Perform a Manual install and save the result of rpm -qa | sort, then run your KickStart based installed and run the same command. A diff between the two results should show whats extra packages are being installed. :)
On Mon, Jan 13, 2014 at 11:37 AM, Darod Zyree darodzyree@gmail.com
wrote:
On Sun, 2014-01-12 at 22:20 +0000, Karanbir Singh wrote:
On 01/12/2014 10:10 PM, Darod Zyree wrote:
Hi,
Does anyone know why an Anaconda Kickstart installation deploys
more
rpm
packages than a manual "basic" installation?

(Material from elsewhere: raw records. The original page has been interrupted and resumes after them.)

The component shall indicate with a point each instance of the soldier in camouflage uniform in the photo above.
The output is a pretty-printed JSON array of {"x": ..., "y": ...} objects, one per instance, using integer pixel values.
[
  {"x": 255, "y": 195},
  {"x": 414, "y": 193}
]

In both cases the following package groups were installed/used
according
to anaconda-ks.cfg in root home directory: @core, @server-policy, @workstation-policy
what ones are more or which ones are missing ?
also compare the anaconda-ks.cfg left behind on both attempts, are
you
sure the %packages section looks identical ?
My kickstart installation does 397 RPM packages. A manual installation does 217 RPM packages.
My kickstart installation uses only an OS repository; no updates, epel or anything like that for this test.
This repository was created using rsync and centos 6.5 iso.
Kickstart package list: %packages @core @server-policy @workstation-policy
Which is the same as choosing the "minimal" installation type during manual anaconda as shown in the /root/anaconda-ks.cfg file after the manual installation is completed.